Une opération d’envergure menée par les forces de sécurité et coordonnée par INTERPOL a permis l’arrestation de 651 personnes dans plusieurs pays d’Afrique, dans le cadre d’une lutte renforcée contre la cybercriminalité. Cette initiative multinationale, qui a mobilisé des services spécialisés, vise à démanteler des réseaux impliqués dans des fraudes en ligne, des attaques informatiques et d’autres formes de crimes numériques.

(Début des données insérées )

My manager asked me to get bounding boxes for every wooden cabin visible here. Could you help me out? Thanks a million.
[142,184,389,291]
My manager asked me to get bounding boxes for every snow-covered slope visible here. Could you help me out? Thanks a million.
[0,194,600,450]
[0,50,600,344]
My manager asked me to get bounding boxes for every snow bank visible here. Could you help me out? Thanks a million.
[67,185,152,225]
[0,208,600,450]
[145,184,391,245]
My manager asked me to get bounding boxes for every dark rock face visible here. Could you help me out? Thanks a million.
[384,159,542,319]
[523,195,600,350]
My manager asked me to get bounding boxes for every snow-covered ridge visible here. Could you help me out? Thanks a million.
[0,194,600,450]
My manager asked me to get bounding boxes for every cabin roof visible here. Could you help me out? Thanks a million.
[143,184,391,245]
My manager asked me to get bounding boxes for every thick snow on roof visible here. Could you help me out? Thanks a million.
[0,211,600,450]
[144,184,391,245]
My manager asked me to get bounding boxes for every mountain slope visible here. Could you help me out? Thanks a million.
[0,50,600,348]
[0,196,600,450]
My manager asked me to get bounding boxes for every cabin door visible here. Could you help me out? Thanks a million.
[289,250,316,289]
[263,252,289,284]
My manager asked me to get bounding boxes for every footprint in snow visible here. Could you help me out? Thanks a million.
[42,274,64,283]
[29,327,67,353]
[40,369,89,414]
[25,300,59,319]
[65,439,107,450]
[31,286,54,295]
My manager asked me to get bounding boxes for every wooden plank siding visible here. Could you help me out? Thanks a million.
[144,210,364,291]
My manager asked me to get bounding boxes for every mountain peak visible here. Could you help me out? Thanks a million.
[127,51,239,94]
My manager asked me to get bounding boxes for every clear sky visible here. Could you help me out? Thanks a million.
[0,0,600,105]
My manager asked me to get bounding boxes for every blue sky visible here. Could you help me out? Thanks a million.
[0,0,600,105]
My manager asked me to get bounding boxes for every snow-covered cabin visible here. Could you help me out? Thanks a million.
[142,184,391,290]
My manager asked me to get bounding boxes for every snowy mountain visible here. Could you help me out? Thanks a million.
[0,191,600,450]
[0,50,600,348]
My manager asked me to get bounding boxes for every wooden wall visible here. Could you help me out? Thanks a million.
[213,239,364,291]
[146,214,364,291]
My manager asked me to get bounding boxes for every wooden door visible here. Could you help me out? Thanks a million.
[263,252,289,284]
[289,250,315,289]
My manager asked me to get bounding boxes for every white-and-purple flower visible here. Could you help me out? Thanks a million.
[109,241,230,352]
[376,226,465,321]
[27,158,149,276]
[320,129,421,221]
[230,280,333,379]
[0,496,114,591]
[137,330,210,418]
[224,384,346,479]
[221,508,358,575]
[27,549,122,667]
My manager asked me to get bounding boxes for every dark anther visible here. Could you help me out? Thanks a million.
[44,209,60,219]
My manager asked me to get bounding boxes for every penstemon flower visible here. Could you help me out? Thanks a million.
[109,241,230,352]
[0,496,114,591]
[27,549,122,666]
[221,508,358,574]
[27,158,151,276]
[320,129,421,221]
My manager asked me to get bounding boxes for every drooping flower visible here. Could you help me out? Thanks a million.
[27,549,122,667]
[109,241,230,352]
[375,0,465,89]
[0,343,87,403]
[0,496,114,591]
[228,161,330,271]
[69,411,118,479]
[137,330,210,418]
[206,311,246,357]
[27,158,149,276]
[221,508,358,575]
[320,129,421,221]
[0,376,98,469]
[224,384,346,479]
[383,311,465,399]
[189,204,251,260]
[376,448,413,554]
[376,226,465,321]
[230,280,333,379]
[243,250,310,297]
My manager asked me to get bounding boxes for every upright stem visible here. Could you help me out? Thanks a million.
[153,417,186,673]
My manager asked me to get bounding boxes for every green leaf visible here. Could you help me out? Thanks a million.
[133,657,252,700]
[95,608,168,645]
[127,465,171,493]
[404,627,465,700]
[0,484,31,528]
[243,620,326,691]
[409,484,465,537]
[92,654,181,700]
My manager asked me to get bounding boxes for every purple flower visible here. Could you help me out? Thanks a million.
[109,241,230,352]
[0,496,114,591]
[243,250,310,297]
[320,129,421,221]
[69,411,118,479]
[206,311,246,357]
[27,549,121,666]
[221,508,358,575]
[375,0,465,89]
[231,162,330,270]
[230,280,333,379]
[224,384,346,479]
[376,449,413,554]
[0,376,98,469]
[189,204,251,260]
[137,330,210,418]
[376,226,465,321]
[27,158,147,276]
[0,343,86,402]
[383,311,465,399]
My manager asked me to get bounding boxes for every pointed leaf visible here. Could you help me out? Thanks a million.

Les arrestations concernent des individus suspectés d’avoir participé à des activités illégales telles que le piratage de comptes, la fraude financière, l’extorsion sur Internet, la diffusion de logiciels malveillants et les escroqueries ciblant des particuliers ou des entreprises. Les autorités ont indiqué que ces opérations ont été préparées sur plusieurs mois, en étroite coopération entre les polices nationales et les partenaires internationaux, afin d’identifier et de localiser les suspects impliqués dans ces réseaux complexes.
Selon les responsables impliqués dans l’opération, la cybercriminalité constitue une menace croissante en Afrique, au même titre que dans d’autres régions du monde. Les techniques employées par les criminels vont de la distribution de virus et ransomwares à l’usurpation d’identité et à la fraude aux paiements en ligne, affectant non seulement des citoyens particuliers, mais aussi des institutions financières, des entreprises et des administrations publiques.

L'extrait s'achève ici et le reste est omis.